Families Are Losing Confidence

Though Williams is offering her own testimony, she is afraid about what might ultimately happen due to all of the red tape related to the Canadian National MMIW Inquiry, and if the end result will be positive due to the firings and resignations.

“I lost all confidence,” said Lorelei Williams to the CBC. “I was on the fence but then I started to teeter toward maybe this inquiry isn’t good.”

Williams said even with all of the problems, the families finally have a chance to share their stories and perhaps some good will come of it. “This is all we’ve got right now, so many Indigenous women’s lives depend on this,” Williams said.

The Chief Commissioner of the MMIW / MMIWG Inquiry Marion Buller told the CBC she can empathize with families who might be losing faith in a system plagued with problems. “I can understand that people would be frustrated and had other expectations, but this is a national inquiry with a strict timeline handling horrible, horrible subject matter,” Buller said. The commission had to “design the car, build the car and drive the car all at the same time…It was very challenging,” Buller added.
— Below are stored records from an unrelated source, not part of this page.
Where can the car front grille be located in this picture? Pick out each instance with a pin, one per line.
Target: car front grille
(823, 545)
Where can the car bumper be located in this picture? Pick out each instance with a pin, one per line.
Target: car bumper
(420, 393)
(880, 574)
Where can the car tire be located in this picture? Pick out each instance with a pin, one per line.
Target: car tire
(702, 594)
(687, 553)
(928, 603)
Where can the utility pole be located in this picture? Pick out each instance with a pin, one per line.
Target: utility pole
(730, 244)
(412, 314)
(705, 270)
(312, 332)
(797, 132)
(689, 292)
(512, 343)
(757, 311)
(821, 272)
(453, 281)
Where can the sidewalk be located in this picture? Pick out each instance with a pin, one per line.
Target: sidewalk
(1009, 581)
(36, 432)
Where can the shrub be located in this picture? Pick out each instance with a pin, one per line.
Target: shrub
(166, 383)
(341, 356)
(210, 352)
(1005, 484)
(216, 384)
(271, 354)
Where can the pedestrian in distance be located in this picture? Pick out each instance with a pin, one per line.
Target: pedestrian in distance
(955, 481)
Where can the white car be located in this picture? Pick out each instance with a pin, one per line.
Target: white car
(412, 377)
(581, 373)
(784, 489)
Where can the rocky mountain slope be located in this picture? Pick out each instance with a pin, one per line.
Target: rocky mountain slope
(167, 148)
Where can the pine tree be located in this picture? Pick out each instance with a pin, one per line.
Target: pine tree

After the public hearings, there will be community hearings and institution hearings. The final report must also be translated into several Indigenous languages. The report must be completed by the end of 2018, but Buller has asked the Canadian federal government for an extension. She has not yet received an official response for her request.

An Extension Is Acceptable – “But Canada Needs To Do A Better Job”

Viviane Michel, the president of Quebec Native Women, says the federal inquiry into MMIW / MMIWG needs to do a better job of gathering information for families after observing hearings in Montreal in early March.

In a press conference Michel told reporters that the national inquiry should be put on hold to make more beneficial changes such as using its powers to collect coroner reports, police reports and autopsy results ahead of time so families have a better understanding of the facts.

Michel said she supports the request for an extension made by Buller — but only if changes are made to better support those testifying. “We want justice to be done,” she said.

In 2016, the Royal Canadian Mounted Police said that 1,107 indigenous women were killed between 1980 and 2012. But that number is in dispute. Native activists, the Native Women’s Association of Canada and families closer to the matter claim over 4,000 women and girls. The government says it was all but impossible to pinpoint an accurate figure.